Section: New Results
Natural Language Processing
In [12], we introduce a simple semi-supervised approach to improve implicit discourse relation identification. This approach harnesses large amounts of automatically extracted discourse connectives along with their arguments to construct new distributional word representations. Specifically, we represent words in the space of discourse connectives as a way to directly encode their rhetorical function. Experiments on the Penn Discourse Treebank demonstrate the effectiveness of these task-tailored representations in predicting implicit discourse relations. Our results indeed show that, despite their simplicity, these connective-based representations outperform various off-the-shelf word embeddings, and achieve state-of-the-art performance on this problem.
Along the PhD thesis of Thibault Liétard , we are working on learning a similarity between text entities for the task of coreference resolution. Unlike indirect classification criteria often used in the literature, the similarity function naturally operates on pairs of mentions and several relevant objectives can be considered. For instance, we can learn the parameters of the similarity function such that the similarity of a given mention to its closest antecedent coreferent mention is larger than to any closer non-coreferential antecedent candidate. The resulting similarity scores can then be plugged into a greedy clustering procedure, or used to build a weighted graph of mentions to be clustered by spectral algorithms. For the representations of (pairs of) mentions on which the similarity function is learned, we consider both traditional linguistic features as well as external information about the general context of occurrence of the mentions using word embeddings.

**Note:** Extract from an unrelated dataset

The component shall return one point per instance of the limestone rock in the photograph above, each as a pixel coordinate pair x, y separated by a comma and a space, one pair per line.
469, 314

Along the PhD thesis of Mathieu Dehouck , we study the problem of cross-lingual dependency parsing, aiming at leveraging training data from different source languages to learn a parser in a target language. Specifically, this approach first constructs word vector representations that exploit structural (i.e., dependency-based) contexts but only considering the morpho-syntactic information associated with each word and its contexts. These delexicalized word embeddings, which can be trained on any set of languages and capture features shared accross languages are then used in combination with standard language-specific features to train a lexicalized parser in the target language. We evaluate our approach through experiments on a set of eight different languages that are part the Universal Dependencies Project. Our main results show that using such embeddings (monolingual or multilingual) achieves significant improvements over monolingual baselines. The work is submitted.